Por Iolanda Lima
Por Iolanda Lima e Victor Gabriel Schinato
A peça “Uma Criatura Boa e Dócil” apresentou ao público nos dias 27 e 28 de julho uma relação fundamentada em um ardiloso ciúme. Baseada na obra de Fiódor Dostoiévski, o enredo é ambientado em uma São Petersburgo no século XIX, marcada por conflitos políticos e desigualdade. O espectador acompanha uma dupla de personagens através de uma desventura amorosa com ar de tragédia anunciada.
Para Mariele Zanin, atriz principal, a peça toca num lugar íntimo das pessoas, faz parte do tipo de arte que transforma quem a consome, causando reflexões sociais, impacto e confusão no público. A adolescente órfã, interpretada pela atriz, vem de um passado trágico manchado pela morte e ornado com o abuso de suas tias, que se viram obrigadas a cuidar da garota. Astuta e sagaz, a personagem sabe como esconder suas presas para se proteger e manipular todos à sua volta. Em seus 16 anos, é grande a pressão para que logo se case, ou seja vendida a um comerciante endinheirado.

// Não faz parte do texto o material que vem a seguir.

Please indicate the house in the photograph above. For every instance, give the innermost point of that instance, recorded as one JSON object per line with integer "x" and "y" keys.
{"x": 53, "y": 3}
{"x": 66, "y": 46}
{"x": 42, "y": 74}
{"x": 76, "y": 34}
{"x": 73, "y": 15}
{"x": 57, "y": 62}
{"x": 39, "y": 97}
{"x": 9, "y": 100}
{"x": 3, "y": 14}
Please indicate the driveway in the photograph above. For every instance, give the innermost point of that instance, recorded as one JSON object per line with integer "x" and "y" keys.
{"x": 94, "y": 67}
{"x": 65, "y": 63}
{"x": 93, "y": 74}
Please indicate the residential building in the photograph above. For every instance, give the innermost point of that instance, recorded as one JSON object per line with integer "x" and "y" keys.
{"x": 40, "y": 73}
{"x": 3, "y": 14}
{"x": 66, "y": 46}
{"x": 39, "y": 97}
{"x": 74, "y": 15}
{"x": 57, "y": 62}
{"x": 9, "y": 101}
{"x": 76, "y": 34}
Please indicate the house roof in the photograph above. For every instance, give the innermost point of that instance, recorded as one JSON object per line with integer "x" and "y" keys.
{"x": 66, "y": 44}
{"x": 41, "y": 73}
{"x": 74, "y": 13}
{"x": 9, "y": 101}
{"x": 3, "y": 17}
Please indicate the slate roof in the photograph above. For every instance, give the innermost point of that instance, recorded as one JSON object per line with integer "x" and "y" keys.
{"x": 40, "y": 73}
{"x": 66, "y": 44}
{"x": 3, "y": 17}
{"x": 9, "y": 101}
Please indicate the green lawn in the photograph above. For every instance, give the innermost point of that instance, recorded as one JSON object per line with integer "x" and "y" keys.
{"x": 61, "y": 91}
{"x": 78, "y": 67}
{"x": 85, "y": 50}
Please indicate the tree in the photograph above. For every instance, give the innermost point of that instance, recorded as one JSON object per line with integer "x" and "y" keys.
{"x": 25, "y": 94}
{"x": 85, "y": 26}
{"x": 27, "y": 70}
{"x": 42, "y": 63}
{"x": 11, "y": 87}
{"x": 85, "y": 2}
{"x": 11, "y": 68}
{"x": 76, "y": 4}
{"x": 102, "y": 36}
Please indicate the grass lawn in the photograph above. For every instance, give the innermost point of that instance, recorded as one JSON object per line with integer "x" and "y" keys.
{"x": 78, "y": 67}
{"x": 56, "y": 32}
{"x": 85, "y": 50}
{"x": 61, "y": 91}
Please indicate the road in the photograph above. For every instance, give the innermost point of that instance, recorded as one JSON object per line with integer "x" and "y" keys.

O dono da loja de penhores é um velho homem, encenado por Emerson Rechenberg, com tantas histórias quanto objetos antiquados empoeirados em seu comércio. A vergonha foi uma constante em seu passado, do qual ele tenta correr com toda energia. Rígido, se agarra em seus próprios valores morais e procura alguém que possa se moldar a eles.

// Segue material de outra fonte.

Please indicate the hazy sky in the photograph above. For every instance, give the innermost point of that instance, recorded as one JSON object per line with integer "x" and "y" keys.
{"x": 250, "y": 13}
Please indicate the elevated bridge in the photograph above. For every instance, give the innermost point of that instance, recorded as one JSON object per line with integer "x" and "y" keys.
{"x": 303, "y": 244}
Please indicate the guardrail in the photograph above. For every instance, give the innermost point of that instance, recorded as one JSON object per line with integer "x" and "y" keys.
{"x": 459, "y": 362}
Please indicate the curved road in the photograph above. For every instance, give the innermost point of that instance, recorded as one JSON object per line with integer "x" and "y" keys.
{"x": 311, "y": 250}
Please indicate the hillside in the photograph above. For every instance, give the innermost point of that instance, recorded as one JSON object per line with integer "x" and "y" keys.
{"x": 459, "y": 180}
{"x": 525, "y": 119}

A órfã, em desespero na busca da independência das tias, vende qualquer objeto que possa encontrar, incluindo uma rota jaqueta de pele animal, que marca o início de uma história fadada ao desastre. O penhorista, fascinado pela aparente serenidade e mansidão da garota, vê nela uma oportunidade de encontrar companhia para si. O que começa com graça e idas ao teatro, se torna uma relação corroída por ganância e possessividade.
Segundo Mariele Zanin, a relação ambígua é composta por uma série de expectativas falhas de ambos os lados, levando a dupla a uma relação abusiva e controladora.

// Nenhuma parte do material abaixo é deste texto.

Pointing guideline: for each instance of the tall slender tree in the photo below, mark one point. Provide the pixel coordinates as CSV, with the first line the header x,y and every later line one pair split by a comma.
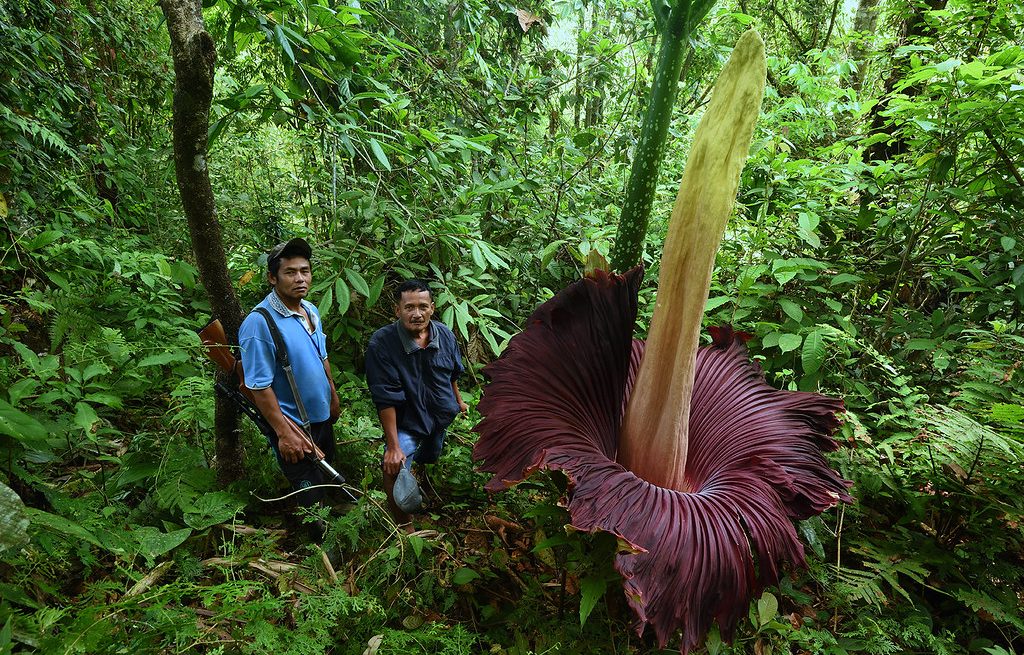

Com o uso de um cenário modesto e funcional, a peça se constrói ao redor de um engenhoso jogo de luzes, delimitando os planos, cenários e monólogos de cada personagem. A caracterização convence o espectador da pouca idade da órfã e do perfil do agiota.
Na narrativa, se torna impossível apontar certos e errados, pois ambos personagens estão imersos num mar de amoralidade. O penhorista persegue a garota, a adultizando e esperando por uma relação madura de uma adolescente. Já a órfã, visando manter seus caprichos, precisa se tornar uma criatura que apenas assente e sorri educadamente. Este conflito tem seu ápice no suicídio da garota, que só se vê como eternamente mansa no momento em que já não mais respira.
De acordo com Mariele, o que no início era uma esperança para a jovem, se tornou uma vida insuportável, fazendo a morte parecer mais confortável do que a sua realidade.
O conto “Uma criatura dócil” é originalmente narrado apenas pela ótica do dono da loja de penhores, mas o roteiro da peça adicionou o ponto de vista da órfã para então compreender melhor a evolução dos conflitos e as motivações por trás de cada personagem. A mudança acrescenta uma nova visão sobre o relacionamento e a codependência ali estabelecida.
A atriz diz que participar do espetáculo é uma honra, um privilégio e uma grande satisfação. Ela observa, no entanto, que é necessário que artistas ocupem espaços fora do palco, para que a arte exista e resista em todos os lugares.